De queda no número de mortes à acidificação do sangue: médico distorce informações sobre a COVID-19

 De queda no número de mortes à acidificação do sangue: médico distorce informações sobre a COVID-19

Recebemos, por meio de parceria com o aplicativo Eu Fiscalizo da Fiocruz (disponível para Android e iOS), o vídeo do médico Ulysses José Guedes Gomes tecendo falsos comentários sobre a pandemia de COVID-19. Na gravação, o médico realiza afirmações desde a redução no número de mortes e um exagero no trabalho da imprensa brasileira, como também a ineficácia no uso das máscaras.

Médico Ulysses Gomes em vídeo levantando falsas informações sobre a pandemia de COVID-19. Imagem: Reprodução da internet

O médico que é ginecologista e já foi candidato à deputado federal (PP-DF) inicia o vídeo diretamente de um aeroporto, fala de como o espaço encontra-se vazio e aproveita para afirmar que o fechamento de comércios, em decorrência da pandemia vem destruindo a economia. É neste contexto, ele cita que o país está “criando atestados médicos com dados que na realidade não condizem com a causa mortis verdadeira”. Como justificativa, o médico diz que as informações são da imprensa portuguesa: “Portugal, a mídia está mostrando que o Brasil está alterando dados para poder manter a pandemia”.

Com informações do Uol, a reportagem citada pelo médico é da emissora portuguesa RTP, veiculada em 21 de junho de 2020, alegava erroneamente que hospitais no Brasil estão registrando incorretamente óbitos por covid-19. Não é apresentada nenhuma fonte oficial confirmando as alegações, apenas a história de uma pessoa que faleceu e teve a causa da morte questionada por um familiar, que diz não ter sido pela covid-19.

As mencionadas informações são ilustradas neste trecho da matéria: “Há hospitais brasileiros que estão a registar como óbitos por Covid pessoas que não morreram de Covid. Em causa parecem estar subsídios dados pelo governo federal às câmaras e aos governos estaduais por cada vítima do novo coronavírus. Como há dinheiro a ganhar se declararem óbitos por Covid, muitos médicos registram como morte por Covid óbitos que nada têm a ver com a pandemia. A situação está a inflacionar o número de vítimas no país”.

De acordo com o Uol, a União disponibiliza verbas para que estados possam usá-las para o combate ao vírus – hospitais de campanha e compras de equipamentos de proteção, entre outras ações -, mas não há relação entre o número de infectados e de mortos com os repasses.

Em outra ocasião, o NUJOC Checagem verificou uma falsa informação sobre queda no número de mortes por COVID-19. Na época, a fake news questionava o número de 100 mil óbitos. O vídeo recebido pela nossa equipe acusava que houve uma redução misteriosa do registro de mortes por outras doenças, como cardiovasculares, por exemplo, enquanto os óbitos pelo novo coronavírus despontam em ascensão. Confira aqui.

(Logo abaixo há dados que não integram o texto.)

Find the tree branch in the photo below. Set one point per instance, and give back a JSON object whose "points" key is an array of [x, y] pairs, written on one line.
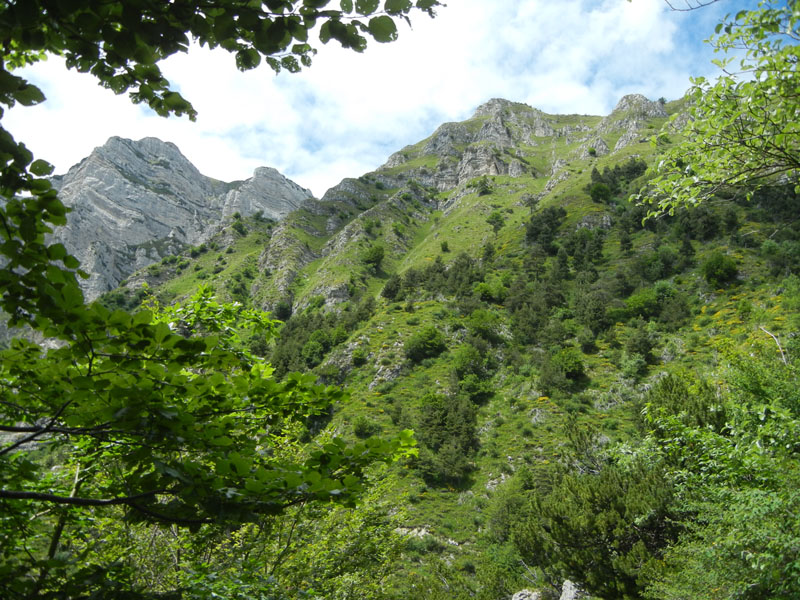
{"points": [[43, 497]]}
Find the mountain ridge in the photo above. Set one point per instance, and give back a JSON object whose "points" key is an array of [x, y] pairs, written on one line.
{"points": [[134, 202]]}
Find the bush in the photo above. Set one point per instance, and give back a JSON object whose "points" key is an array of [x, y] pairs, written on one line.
{"points": [[426, 343], [570, 362], [373, 257], [719, 269], [359, 357], [364, 427]]}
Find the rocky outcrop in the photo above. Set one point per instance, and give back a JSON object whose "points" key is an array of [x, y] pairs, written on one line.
{"points": [[631, 114], [249, 198], [134, 202]]}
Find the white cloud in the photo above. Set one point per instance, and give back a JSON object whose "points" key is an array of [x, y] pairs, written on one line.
{"points": [[348, 112]]}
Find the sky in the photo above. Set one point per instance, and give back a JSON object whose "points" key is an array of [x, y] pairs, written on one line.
{"points": [[348, 112]]}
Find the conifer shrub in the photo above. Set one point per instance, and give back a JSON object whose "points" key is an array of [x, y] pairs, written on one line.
{"points": [[428, 342], [719, 269]]}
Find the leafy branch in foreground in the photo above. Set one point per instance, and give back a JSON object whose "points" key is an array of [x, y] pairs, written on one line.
{"points": [[178, 428], [743, 129]]}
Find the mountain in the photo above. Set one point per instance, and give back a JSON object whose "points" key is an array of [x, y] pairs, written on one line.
{"points": [[135, 202]]}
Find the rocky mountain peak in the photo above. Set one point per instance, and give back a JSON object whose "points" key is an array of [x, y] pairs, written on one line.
{"points": [[493, 107], [640, 106]]}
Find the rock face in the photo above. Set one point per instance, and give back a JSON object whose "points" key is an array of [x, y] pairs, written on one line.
{"points": [[134, 202]]}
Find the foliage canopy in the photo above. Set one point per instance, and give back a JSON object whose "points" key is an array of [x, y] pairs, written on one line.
{"points": [[744, 128]]}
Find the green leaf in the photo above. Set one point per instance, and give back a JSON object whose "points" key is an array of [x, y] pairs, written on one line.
{"points": [[367, 7], [28, 95], [41, 168], [397, 6], [383, 29]]}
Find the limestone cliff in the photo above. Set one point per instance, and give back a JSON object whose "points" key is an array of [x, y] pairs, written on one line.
{"points": [[134, 202]]}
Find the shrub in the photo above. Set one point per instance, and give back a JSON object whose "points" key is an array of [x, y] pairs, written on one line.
{"points": [[570, 362], [373, 257], [719, 269], [364, 427], [359, 357]]}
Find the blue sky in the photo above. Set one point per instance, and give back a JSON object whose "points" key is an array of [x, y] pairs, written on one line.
{"points": [[347, 113]]}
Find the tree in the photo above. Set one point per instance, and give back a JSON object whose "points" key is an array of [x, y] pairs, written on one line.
{"points": [[719, 269], [428, 342], [496, 220], [373, 257], [743, 128], [160, 416], [165, 415]]}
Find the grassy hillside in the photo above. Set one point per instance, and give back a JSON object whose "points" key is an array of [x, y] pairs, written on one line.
{"points": [[516, 323]]}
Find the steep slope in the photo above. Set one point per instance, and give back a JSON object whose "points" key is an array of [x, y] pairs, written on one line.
{"points": [[135, 202], [517, 298]]}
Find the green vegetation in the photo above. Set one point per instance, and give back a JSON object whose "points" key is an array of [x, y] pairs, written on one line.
{"points": [[592, 396]]}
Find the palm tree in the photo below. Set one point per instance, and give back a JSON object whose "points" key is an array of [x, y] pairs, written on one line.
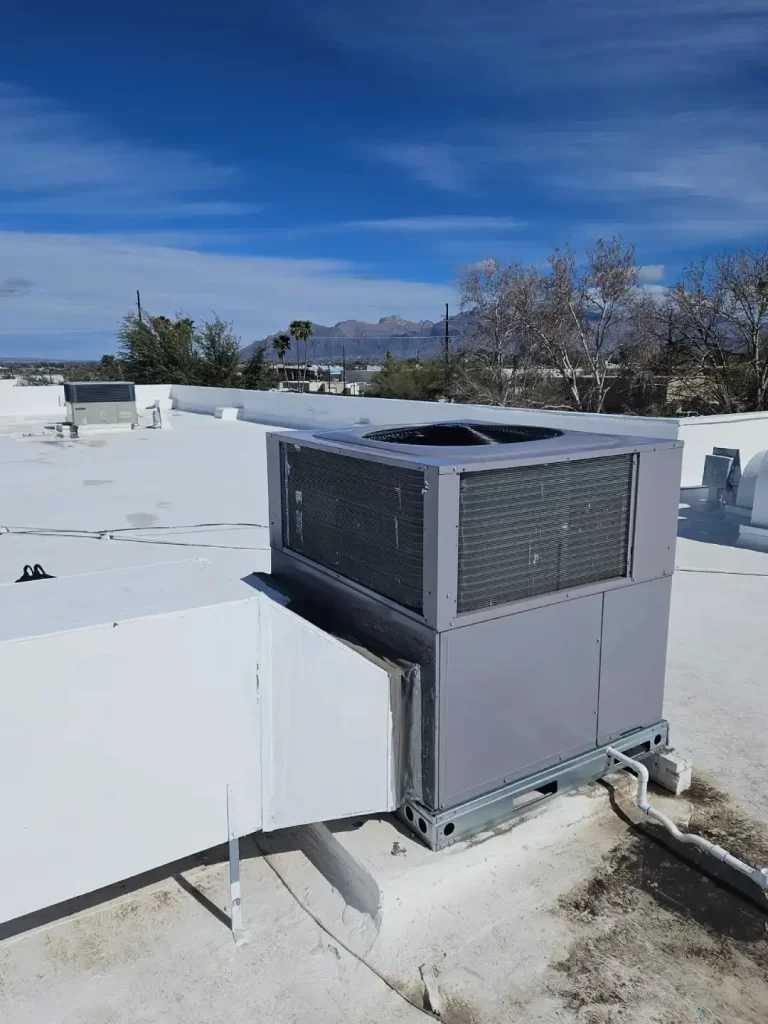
{"points": [[281, 344], [302, 331]]}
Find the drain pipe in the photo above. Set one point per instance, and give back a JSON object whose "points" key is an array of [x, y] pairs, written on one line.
{"points": [[758, 875]]}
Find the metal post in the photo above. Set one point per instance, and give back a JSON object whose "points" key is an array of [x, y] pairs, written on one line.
{"points": [[445, 353], [236, 904]]}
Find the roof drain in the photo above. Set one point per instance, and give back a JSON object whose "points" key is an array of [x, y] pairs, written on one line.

E sobre a acidificação no sangue por causa das máscaras? – Com informações do Projeto Comprova, Infectologistas consultados desmentiram que as máscaras tornam o sangue ácido. Os profissionais afirmaram que o ar entra e sai através dos poros da máscara (ainda que não sejam visíveis) e que não há como inspirar o próprio gás carbônico.

A OMS listou algumas das desvantagens do uso contínuo da máscara, que pode agravar quadros de acne e provocar lesões na pele. Em relação à respiração, pode ocorrer algum tipo de dificuldade respiratória. No entanto, não há nada a respeito da inalação de gás carbônico ou acidificação do sangue.

O médico que produziu o vídeo – Além do vídeo checado nesta matéria, Ulysses Gomes já se envolveu em outras fake news como sugerindo “altas doses” de vitaminas C e D para prevenção da COVID-19; afirmando que a quarenta não funciona no Brasil e “é simplesmente de caráter político, mais nada”. Segundo o site Metrópoles, o médico já foi processado por um paciente que perdeu parte da perna após aplicações de ozônio pelo ânus.

Fora o processo, o médico também foi denunciado ao Conselho Regional de Medicina (CRM-DF), contudo Ulysses Gomes foi absolvido.